I Must Tell Jesus

I Must Tell Jesus


Elisha A. Hoffman (1839-1929)

I must tell Jesus all of my trials;
I cannot bear these burdens alone,
Ind my distress He kindly will help me,
He ever loves and cares for His own.

I must tell Jesus! I must tell Jesus!
I cannot bear my burdens alone;
I must tell Jesus! I must tell Jesus!
Jesus can help me, Jesus alone.

I must tell Jesus all of my troubles,
He is a kind, compassionate Friend;
If I but ask Him, He will deliver,
Makes of my troubles quickly an end.

I must tell Jesus! I must tell Jesus!
I cannot bear my burdens alone;
I must tell Jesus! I must tell Jesus!
Jesus can help me, Jesus alone.

O how the world to evil allures me!
O how my heart is tempted to sin!
I must tell Jesus, and He will help me
Over the world the vict'ry to win.

I must tell Jesus! I must tell Jesus!
I cannot bear my burdens alone;
I must tell Jesus! I must tell Jesus!
Jesus can help me, Jesus alone.

I was born in a Christian family. We worship in the morning and in the evening and prayers and praises have been the base of our life. Yet, I was not perfect. When I mean perfect, I mean in Jesus' standard. I was seen "holy" in church, yet, out of church, school, work and at home, I was a different person. I had fights with my parents, siblings, I've had un-Godly relationships, I had court dates from time to time, crashes here and there, and there was a point in my life where I've taken a knife, kneeling by the bed crying to God for my unforgivable sins while pointing it straight to my heart. Don't get me wrong, If you had seen me in person, you totally don't want to mess with me. I was a tough guy. Muscular, lean, and quite strong as I have thought of myself at the time, but in reality, I was weaker than the weakest being of this world. I didn't know how to do the right thing. I felt as if the pleasure that I've done is the normal things to do. As I knelt by that bed, I thought that I should have at least pray to God before killing myself. Maybe, like the thief on the cross, I would be safe some how. So as I was kneeling by the bed with the knife pointing at my chest, I noticed my Bible sitting close to me. So I grabbed it from under the bed (my Bible is a Study Bible that has SDA hymnal attached to the back part of it) and at that point, I didn't want to read anything from the Bible, but I opened it anyway. When I opened the Bible/Hymnal, the page that I opened to happened to be Hymn #485. "I Must Tell Jesus." How awesome was God. I couldn't believe it. In that dark lonely room, I barely can see the words to the song, I sung that song. After singing the song, I dropped the knife, and with tears, I started praying to God. I just could not bear my burdens alone. I told Jesus everything that I have done as if I was talking to a friend. I pictured Jesus kneeling in front of me and listening to my every word. With tears dripping down, I told God all the sins that I've committed and I told Him that He can just take it out of my heart and do whatever He wishes to it. So I asked God for forgiveness at that moment. And from that moment on, God have been nurturing me into a better person one day at a time.

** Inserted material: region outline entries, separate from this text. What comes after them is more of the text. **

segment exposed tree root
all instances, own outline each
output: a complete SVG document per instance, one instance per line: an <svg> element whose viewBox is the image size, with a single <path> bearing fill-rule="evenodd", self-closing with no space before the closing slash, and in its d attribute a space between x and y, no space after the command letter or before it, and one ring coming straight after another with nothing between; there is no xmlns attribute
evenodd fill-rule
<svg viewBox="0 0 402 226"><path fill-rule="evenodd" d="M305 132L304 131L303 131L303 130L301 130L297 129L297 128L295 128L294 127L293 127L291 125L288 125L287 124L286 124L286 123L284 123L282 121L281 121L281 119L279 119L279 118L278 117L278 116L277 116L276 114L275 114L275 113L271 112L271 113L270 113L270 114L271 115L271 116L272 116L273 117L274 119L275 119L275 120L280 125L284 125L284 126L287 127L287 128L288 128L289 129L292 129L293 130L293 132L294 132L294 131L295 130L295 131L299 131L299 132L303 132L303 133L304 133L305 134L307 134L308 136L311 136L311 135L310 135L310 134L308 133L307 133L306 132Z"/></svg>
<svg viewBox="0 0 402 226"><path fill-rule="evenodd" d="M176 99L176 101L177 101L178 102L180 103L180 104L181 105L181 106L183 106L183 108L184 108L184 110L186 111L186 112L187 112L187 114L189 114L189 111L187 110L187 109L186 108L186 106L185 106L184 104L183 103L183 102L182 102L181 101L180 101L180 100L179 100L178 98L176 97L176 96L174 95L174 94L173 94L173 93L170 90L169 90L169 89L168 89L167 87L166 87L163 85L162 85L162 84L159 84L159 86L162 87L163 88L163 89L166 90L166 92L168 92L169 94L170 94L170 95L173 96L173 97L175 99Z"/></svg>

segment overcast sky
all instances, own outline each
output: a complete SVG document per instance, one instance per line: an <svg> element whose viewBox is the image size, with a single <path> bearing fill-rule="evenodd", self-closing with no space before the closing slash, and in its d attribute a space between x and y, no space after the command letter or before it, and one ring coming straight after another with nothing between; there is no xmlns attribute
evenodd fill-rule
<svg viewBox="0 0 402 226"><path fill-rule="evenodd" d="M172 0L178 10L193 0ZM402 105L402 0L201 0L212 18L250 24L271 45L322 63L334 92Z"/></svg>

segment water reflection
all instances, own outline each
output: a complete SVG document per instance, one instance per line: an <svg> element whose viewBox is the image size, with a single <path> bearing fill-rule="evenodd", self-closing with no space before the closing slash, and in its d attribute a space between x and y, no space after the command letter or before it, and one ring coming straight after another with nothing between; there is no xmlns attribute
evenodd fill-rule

Friends, if you have done so many sins that you think it's so intense that you are unable to be forgiven, tell it to Jesus. When all your friends have left you, or when you felt that your family don't understand you, tell it to Jesus. When you talk to Him, talk to Him as He is your friend because He is your friend. Just pour out all your selfish desires and ask Jesus to renew your heart.

My hope is for anyone that read this to bring his or her life to God. Jesus listens. I often think, "why should I pray to God when He is a God that knows everything?" Yes, He knows your heart, but He is waiting for you to surrender your heart to Him.

Anyway, I just wanted to share my testimony and how God have used this song to changed my heart. It's your time to tell Jesus of all of your trials.